Red Hat Bugzilla – Bug 198565
NFS/udp Data Corruption
Last modified: 2008-08-02 19:40:34 EDT
Description of problem:
Data in Binary files gets corrupted when transfering files
between machines via NFS using udp when the network is under a heavy load.
MTU: 1500 everywhere
Version-Release number of selected component (if applicable): kernel 2.6.15 and
Steps to Reproduce:
Copy a binary file from/to an NFS mount over a busy Gigabit
network multiple times, and diff it with the original each time.
(to busy up the network either copy multiple files or use 'sudo ping -f -s 60000')
***Script to copy file and diff:
# Script to test I/O on 2.6.15 kernel
# Give it filename and optional argument s to stop on error
set stop = 0set stop = 0
set file = $argv
if ($#argv > 1) then
if ($argv == 's') set stop = 1
\cp $file $file.copy
diff $file $file.copy
if ($status) then
echo "ERROR AT "`date`
if ($stop) exit 1
Binary files differ
Files should not differ
Was not fixed in kernel 2.6.17-1.2139_FC4
Created attachment 132270 [details]
script to copy files and diff them repeatedly
Could you please post the oops output?
Created attachment 132943 [details]
simple script to test with
Created attachment 132944 [details]
original binary file
Created attachment 132945 [details]
differing binary file after copy on NFS filesystem
also I'm removing one of the 'script' attachments because they are the same
Just curious... Does the same problem happen with TCP mounts?
copying files on TCP mounts works fine; we tried it
With busy networks you really want to use TCP since it know how to
deal with congestion much much much better than RPC/UDP will....

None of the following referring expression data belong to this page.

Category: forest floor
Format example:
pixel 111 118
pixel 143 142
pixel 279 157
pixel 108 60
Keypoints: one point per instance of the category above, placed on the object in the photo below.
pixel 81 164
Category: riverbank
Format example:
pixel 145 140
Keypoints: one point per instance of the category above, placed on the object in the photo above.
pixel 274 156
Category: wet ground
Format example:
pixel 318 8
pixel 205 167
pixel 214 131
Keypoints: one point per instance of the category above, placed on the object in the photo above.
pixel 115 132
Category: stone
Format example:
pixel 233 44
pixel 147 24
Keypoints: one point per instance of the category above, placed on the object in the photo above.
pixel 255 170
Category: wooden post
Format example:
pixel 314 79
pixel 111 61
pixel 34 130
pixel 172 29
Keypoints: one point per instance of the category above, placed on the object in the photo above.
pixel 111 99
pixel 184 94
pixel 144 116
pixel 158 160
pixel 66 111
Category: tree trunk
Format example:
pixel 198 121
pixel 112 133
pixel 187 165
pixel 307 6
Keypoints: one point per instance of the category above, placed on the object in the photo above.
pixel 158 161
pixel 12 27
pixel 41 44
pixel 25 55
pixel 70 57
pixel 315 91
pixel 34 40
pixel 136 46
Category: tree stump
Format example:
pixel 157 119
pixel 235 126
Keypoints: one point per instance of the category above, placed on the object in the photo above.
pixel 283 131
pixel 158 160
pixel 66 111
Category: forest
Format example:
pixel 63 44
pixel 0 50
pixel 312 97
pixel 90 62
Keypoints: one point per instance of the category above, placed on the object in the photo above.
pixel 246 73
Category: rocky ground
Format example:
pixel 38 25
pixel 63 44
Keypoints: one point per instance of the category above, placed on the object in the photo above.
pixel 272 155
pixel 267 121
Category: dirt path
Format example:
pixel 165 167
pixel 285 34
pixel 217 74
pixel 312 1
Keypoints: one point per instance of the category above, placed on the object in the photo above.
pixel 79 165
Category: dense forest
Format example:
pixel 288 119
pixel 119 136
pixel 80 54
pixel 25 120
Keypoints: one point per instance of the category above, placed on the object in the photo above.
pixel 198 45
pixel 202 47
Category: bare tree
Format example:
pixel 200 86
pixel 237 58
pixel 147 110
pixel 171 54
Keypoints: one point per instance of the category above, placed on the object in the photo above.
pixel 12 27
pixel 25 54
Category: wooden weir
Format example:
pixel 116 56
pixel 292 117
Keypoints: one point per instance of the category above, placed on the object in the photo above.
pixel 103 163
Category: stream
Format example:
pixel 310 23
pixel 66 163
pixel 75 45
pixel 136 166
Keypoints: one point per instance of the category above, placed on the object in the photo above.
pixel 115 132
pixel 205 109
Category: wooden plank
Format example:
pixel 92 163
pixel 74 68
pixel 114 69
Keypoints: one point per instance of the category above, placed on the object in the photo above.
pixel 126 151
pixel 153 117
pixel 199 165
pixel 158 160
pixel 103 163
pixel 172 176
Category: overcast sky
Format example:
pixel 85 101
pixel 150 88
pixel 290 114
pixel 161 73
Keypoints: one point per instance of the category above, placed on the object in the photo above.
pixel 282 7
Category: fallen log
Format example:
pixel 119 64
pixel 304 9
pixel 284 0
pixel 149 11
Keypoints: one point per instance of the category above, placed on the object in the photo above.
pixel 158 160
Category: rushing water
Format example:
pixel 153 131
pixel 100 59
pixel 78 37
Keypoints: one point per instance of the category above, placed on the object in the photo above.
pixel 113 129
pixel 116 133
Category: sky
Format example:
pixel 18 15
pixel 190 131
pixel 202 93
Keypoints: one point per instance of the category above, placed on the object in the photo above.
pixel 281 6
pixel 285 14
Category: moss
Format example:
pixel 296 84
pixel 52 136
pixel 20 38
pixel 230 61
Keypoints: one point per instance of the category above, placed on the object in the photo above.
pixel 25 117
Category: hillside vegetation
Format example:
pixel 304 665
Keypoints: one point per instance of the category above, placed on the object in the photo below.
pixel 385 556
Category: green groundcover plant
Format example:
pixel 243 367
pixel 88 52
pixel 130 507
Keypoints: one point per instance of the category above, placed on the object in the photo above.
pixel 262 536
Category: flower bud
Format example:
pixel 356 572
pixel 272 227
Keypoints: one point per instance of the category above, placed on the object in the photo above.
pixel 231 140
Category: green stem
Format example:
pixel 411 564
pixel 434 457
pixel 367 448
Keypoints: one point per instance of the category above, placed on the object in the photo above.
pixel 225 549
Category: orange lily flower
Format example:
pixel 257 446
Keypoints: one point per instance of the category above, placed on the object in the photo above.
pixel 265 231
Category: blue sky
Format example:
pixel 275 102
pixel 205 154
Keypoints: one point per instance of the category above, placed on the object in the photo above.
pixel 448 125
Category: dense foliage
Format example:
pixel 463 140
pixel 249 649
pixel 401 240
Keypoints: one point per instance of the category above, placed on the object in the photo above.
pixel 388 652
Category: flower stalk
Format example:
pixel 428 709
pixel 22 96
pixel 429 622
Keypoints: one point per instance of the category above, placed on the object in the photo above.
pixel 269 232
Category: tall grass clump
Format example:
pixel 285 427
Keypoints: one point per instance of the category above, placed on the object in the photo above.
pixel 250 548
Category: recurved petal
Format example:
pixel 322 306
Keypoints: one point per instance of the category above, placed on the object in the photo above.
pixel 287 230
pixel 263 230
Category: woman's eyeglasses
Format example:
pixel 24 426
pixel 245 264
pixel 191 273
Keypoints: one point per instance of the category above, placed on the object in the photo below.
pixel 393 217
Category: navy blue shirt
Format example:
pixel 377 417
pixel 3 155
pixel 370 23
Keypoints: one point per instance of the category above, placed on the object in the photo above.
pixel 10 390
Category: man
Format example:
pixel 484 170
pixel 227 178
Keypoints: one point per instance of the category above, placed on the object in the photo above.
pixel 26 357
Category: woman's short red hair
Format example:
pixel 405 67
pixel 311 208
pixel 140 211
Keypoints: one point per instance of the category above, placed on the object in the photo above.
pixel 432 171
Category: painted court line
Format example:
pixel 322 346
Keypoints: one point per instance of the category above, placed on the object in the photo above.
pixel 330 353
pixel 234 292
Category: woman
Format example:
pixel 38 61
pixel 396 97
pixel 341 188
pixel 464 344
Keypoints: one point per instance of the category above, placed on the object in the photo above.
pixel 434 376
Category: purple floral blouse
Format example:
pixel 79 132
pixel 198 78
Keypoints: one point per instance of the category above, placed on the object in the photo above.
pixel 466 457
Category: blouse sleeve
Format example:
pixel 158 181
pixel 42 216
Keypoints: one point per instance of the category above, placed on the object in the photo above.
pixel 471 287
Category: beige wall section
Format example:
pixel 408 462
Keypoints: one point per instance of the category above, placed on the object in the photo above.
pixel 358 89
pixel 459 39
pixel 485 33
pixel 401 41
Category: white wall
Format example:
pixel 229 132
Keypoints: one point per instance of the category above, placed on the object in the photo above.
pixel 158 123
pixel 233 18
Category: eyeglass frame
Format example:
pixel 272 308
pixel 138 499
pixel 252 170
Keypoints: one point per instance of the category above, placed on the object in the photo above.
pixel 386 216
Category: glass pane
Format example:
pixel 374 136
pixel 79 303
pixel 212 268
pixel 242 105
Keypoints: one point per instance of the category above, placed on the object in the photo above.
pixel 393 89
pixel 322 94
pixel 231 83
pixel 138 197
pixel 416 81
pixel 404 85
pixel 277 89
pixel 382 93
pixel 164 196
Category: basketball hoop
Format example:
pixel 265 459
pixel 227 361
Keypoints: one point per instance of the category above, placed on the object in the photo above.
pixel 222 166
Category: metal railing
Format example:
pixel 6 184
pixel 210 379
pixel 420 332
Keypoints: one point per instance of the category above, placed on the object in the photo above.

Now I'm a bit surprised that TCP is not comparable to UDP since
with UDP I'm sure you getting tons and tons of retransmits which
in turns is just added even more congestion to an already busy
network... to prove this, simply do a 'nfsstat -rc' using both UDP
and TCP. You will see the number of 'retrans' will be much much
smaller with TCP than UDP...
This problem seems to be related to our parallel processing system. When nodes
(~8 usually) are done processing they copy the data back to an nfs-mounted
We are now using mount options:
on the client nodes.
when using a low timeout of 1 (timeo=1) this bug can be typically be reproduced
in under 10 minutes. It happens even when using tcp mounts.
(In reply to comment #7)
> copying files on TCP mounts works fine; we tried it
> slower tho..
This actually FAILS, although there is more success with TCP
Try turning off soft mounts...
I'm Toby's supervisor and we thought it would help if I weighted in at this
point since we are feeling rather desperate.
To answer your latest question: we tried hard mounts between two machines and
ran our standard copy test with timeo=1 to try to make it fail. It ran
successfully for at least an hour, whereas soft mounts would fail within 5
But when we switched all of our machines to hard mounts a few days ago, with
the setting timeo=25, our users still got data corruption. It's hard to say if
this was any more or less frequent than with soft mounts, but one occurrence
was quite severe with over 30 glitches in a 2 GB file.
During this time there were a number of messages like this in the server log:
Jan 4 11:24:50 simba kernel: RPC: bad TCP reclen 0x08020703 (large)
Jan 4 11:24:50 simba kernel: RPC: bad TCP reclen 0x7902dc02 (large)
Jan 4 11:24:50 simba kernel: rpc-srv/tcp: nfsd: got error -104 when sending 140
bytes - shutting down socket
Jan 4 11:24:50 simba last message repeated 3 times
Jan 4 11:25:01 simba kernel: RPC: bad TCP reclen 0x40038d02 (non-terminal)
Jan 4 11:25:01 simba kernel: RPC: bad TCP reclen 0x5302b302 (non-terminal)
Jan 4 11:25:01 simba kernel: RPC: bad TCP reclen 0x0b02ff02 (large)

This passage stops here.